“How important is it to make someone feel punished?
Or is it more important for them to solve the mistake he or she has done?"
For kids, doing mistake is a very common thing. Spill over milk, played with your favorite bubble bath, treated your perfume like a room freshener, or simply disobeyed you. Many more things I don’t need to describe, I guess. Yeah, … those things that stood you up :)
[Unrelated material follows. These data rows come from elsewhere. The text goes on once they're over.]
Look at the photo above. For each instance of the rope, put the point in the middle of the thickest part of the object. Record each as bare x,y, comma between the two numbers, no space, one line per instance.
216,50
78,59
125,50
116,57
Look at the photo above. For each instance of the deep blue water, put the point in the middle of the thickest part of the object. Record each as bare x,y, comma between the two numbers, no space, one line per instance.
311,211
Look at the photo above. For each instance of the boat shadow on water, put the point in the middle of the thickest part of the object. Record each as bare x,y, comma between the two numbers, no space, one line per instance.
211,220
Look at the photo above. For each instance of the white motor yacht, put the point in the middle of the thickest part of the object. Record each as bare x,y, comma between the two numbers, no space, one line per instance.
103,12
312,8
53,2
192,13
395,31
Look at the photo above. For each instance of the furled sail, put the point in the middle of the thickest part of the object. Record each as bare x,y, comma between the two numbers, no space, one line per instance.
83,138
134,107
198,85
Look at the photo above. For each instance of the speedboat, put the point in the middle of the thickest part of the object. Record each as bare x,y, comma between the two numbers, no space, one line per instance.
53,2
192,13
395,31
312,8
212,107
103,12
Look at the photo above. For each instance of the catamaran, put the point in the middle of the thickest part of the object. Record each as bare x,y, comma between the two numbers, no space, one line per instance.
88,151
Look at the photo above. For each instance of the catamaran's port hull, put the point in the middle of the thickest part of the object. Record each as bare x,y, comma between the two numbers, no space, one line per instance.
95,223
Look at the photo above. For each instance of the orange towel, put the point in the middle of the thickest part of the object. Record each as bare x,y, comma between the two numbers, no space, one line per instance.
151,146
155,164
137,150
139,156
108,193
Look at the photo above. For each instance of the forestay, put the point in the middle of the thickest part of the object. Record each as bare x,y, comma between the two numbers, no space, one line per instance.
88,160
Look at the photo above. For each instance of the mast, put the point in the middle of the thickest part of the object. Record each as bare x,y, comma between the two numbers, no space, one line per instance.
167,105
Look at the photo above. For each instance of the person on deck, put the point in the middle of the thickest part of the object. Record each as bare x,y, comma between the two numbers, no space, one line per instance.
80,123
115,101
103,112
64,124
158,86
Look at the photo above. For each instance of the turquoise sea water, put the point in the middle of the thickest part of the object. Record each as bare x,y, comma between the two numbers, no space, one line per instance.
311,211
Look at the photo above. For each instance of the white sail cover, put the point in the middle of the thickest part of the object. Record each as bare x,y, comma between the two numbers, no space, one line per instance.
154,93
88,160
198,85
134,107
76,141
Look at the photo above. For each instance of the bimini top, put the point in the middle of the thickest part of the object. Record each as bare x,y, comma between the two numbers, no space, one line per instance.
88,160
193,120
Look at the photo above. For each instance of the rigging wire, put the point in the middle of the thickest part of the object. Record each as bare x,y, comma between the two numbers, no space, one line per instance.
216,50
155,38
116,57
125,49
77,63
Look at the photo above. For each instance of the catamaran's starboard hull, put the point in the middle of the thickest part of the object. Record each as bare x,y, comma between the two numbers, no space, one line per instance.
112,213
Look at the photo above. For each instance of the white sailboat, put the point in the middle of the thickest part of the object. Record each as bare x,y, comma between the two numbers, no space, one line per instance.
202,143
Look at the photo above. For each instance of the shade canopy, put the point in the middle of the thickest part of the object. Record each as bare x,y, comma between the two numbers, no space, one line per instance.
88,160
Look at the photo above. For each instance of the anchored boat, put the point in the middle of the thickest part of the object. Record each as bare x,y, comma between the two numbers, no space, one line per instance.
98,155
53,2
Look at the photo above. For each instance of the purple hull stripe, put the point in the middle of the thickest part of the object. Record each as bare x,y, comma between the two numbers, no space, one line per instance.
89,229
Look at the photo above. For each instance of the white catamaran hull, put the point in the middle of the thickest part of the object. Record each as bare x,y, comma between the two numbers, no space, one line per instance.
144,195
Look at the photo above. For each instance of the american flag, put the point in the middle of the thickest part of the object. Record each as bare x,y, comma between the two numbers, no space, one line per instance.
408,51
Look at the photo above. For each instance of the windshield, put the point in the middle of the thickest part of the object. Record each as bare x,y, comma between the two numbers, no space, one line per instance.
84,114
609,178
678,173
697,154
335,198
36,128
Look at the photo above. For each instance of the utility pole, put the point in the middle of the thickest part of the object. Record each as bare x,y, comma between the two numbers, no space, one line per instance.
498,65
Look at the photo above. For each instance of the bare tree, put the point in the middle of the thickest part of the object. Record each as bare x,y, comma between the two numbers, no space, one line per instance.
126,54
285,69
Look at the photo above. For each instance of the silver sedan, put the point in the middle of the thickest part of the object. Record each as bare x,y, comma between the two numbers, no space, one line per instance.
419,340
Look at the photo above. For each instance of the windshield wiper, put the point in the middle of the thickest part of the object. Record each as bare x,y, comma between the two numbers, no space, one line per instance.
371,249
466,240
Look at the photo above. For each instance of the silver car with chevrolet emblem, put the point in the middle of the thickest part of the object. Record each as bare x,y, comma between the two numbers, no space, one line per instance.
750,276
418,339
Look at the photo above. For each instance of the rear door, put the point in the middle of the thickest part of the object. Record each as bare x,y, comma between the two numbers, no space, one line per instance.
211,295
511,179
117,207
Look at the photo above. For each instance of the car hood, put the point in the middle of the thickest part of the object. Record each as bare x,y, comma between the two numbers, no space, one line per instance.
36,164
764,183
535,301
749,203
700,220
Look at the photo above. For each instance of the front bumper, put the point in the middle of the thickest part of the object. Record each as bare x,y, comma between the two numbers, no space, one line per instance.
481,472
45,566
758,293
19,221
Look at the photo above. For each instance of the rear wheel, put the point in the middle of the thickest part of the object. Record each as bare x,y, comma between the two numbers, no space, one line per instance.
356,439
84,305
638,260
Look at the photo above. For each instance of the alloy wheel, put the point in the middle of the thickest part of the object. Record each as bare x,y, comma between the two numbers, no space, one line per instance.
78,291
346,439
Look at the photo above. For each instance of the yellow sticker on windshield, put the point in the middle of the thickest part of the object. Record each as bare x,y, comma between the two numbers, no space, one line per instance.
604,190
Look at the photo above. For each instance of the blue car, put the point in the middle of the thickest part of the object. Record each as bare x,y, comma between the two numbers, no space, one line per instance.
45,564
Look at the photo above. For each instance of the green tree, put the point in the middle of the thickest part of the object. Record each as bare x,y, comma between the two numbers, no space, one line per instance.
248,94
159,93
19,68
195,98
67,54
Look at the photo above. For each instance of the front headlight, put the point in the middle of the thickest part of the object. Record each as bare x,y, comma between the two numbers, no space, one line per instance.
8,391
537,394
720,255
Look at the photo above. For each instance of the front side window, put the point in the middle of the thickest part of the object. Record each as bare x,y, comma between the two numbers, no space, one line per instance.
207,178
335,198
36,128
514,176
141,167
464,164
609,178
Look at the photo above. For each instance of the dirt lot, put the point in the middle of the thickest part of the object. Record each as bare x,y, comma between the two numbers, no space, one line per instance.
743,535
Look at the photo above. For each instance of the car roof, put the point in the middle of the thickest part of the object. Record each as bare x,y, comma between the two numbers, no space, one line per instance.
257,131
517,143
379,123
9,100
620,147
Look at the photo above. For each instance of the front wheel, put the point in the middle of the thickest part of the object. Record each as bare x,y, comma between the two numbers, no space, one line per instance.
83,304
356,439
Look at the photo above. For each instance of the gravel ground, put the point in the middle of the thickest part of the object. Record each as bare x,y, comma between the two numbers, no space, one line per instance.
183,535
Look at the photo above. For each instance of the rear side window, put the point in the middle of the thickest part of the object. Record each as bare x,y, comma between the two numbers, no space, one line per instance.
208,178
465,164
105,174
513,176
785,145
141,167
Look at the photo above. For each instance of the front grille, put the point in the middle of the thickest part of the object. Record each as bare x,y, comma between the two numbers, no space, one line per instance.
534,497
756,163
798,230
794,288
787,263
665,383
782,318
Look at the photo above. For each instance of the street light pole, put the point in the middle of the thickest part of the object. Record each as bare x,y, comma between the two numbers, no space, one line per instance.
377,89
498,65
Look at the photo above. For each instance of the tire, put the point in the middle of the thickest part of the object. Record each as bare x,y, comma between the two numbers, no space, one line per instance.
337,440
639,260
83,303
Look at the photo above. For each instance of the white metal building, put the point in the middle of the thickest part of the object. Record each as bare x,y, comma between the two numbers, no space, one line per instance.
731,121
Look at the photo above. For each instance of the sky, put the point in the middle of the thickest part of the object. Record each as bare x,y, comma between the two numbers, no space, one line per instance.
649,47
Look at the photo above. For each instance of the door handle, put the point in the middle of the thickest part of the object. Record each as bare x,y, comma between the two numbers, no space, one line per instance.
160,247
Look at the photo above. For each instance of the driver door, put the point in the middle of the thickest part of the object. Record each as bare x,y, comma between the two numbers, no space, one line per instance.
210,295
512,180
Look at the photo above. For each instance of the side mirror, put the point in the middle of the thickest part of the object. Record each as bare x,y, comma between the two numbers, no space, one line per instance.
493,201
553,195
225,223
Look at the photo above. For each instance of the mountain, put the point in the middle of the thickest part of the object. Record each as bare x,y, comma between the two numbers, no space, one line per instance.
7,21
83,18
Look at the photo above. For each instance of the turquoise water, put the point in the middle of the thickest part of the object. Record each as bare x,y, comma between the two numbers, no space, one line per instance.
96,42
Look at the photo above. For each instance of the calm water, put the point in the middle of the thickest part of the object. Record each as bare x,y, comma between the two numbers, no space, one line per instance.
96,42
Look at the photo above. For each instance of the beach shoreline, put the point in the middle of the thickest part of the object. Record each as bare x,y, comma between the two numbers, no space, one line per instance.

For us, their parent, sometimes those were not only mistakes. Those were also things that stood us up. Many times, they were the reasons why we gave punishment to our kids. Reasons why we gave them Time Outs, grounded them for no chocolate or candies, to stay in their room or no TV. I hope none of us ever hit our kids just because.
I was included on those who gave Time Outs to my son, even though I tried to be democratic by letting him pick the spot.
But then I learned that giving Time Outs (or maybe any other form of punishments) was useless. They did not bring my child to higher level in learning life. I found that he did the Time Out just because I said so, not because he knew or understood that he deserved a punishment. Therefore he kept doing the mistake and a Time Out was no longer frightened him. Not only that. The most important is that giving a punishment did not solve the problem.
Then I started to think, “Is it important to make someone feel punished? Or is it more important for them to solve the mistake he or she has done?”
Ever since, I no longer gave my son Time Outs. I started introduced him the logical consequences, of every thing he has done. Good acts, bad acts, every decision we made, everything in life has consequences.
Voila, it works better than giving him Time Outs. He learnt his mistakes.
When he became sloppy and spilled his drink, he would take a tissue and wipe it off.
When I warned him to stop jumping around and he ended up bumped his head, he would take the medicated oil himself.
When he accidentally hurt someone, he would ask for an apology PLUS "What should I do to make you feel better" question. Yes, I taught him that because I know saying sorry (many times) do not solve anything. But there are always things we can do to make people feel better.
When he refused to eat and kept playing, and his tummy got upset then he got ‘masuk angin’ and couldn’t stop vomiting, he knew he would need to take care all the mess. And he did.
When he did not finish his meal or milk, I told him to never ask for meals / milk for the rest of his life and he should had been grateful of every meals I served him. He (finally) did finish his meals and at the next occasion, he carefully asked for the perfect portion he could finish.
Punishment won’t bring us anywhere, and maybe that is why this country is going nowhere. I hope I can make a little difference for the future, by teaching my kids to be responsible of all things he has done.